I have had enough of your so called enlightenment. As usual, you interpret things the way you want to. My interpretation of what Gibson said is pretty straight forward. BI 7597 makes it pretty clear what he saw once he got the glasses on them.
7596. Could you see when you saw this flash at all how far away you thought it was? - It was right on the horizon.
7597. What sort of a light was it? You called it a rocket? Was it a flash; did you see it go up into the sky? - Yes.
7598. What colour was it? - White.
And guess what? About 20 minutes later, according to what Stone tells Stewart, Stone thinks he see's a light to the southward.
8886. Did you ask him whether he had seen anything else? - [Stewart] He [Stone] said he thought there was a light to southward about 20 minutes to 4.
Which by around 4 o'clock becomes two masthead lights that Stewart picked up and pointed them out to Stone who acted like he saw that vessel for the very first time. Now what vessel could that be to the southward at that time and little abaft the beam? Oh, must that not be mystery vessel Y, the one that fired rockets right on the horizon a little distance apart in the SSW around 3:20?
Now, now, Sam, keep your hair on.
Let's keep this discussion in perspective.
First of all, my interpretation of marine phenomenon and the actions of sailormen is not "so-called" it is more likely to be factual since I am the one who has actually seen and been involved with such things on many occasions.
Consequently, the word "Interpretation" should not be confused with the expression "educated guess".
There is very little "pretty clear" about Gibson's evidence relative to the last hour of his Watch.
For instance: how can a rocket be "right on the horizon" and go "right up in the air"? That is a contradiction in terms. In fact, your bold emphasis also contradicts your own argument.
The word "rocket" in that exchange is used by the questioner and the witness but the description of what was seen was a "flash".
No doubt the following will be dismissed out of hand, but one must try.
The first flash
in the firing sequence of a signal is on the deck. Then there is a second flash
at maximum trajectory... thereafter, and for some time, the signal gives off a steady light from multiple - closely concentrated sources. Gibson described seeing a flash which he called a rocket. You like his evidence during this part of his interrogation, so consider the following:
In their reports to Lord on April 18, Gibson wrote: "At about 3:20 looking over the weather cloth, I observed a rocket about two points before the beam (Port), which I reported to the Second Officer. About three minutes later I saw another rocket right abeam which was followed later by another one about two points before the beam."
Whereas Stone wrote:
" We saw nothing further until about 3:20 when we thought we observed two faint lights in the sky about S.S.W. and a little distance apart."

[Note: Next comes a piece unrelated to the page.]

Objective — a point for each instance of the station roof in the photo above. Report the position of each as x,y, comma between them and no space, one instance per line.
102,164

Stone saw lights in the sky
at 20 minutes to 4, not a ship's masthead lights.
Gibson referred to them as "rockets" and "flashes".
However, Gibson also said: "7574. What was it? A: - About 3. 40 the Second Officer whistled down to the Captain again.
7575. Twenty minutes to four? A: - Yes.
7576. Did you see him doing it? A: - Yes.
7577. Did you hear what he said? A: - No.
7578. Did anything happen after that? A: - Yes.
7579. What? A: - I saw three more rockets, Sir. So if I am reading this correctly, Gibson saw three flashes at 3- 20 am and 40 minutes later, at 4-40 am he saw 3 rockets.
Don't speculate, Sam -then select the evidence you like - consider all of it.
Gibson's recollections do not make sense.
For a ship with and air-shape such as the C to swing 4 points...45 degrees...22.5 degrees to port then back another 22.5 degrees in 3 minutes seems a bit far fetched to say the least.
A stopped ship tends to lie athwart the wind, The point of influence of wind moves depending on the profile of the ship presented to the wind. On a ship with midship accommodation, the PI will be fairly close to the CG i.e. at the mid-length point. All which means that C would not have been swinging back and forth at such a rate. (Of course you know that).
What you are unable to deny is the fact that both men used the expression "right on the horizon"
and I have previously pointed out to you the true meaning of that expression when taking into consideration the presence of abnormal refraction. A fact which once again, you ignored.
Apart from the foregoing- am I correct in suggesting that you have already argued with another member that the vessel lights seen at 4 am were probably those of the Mount Temple?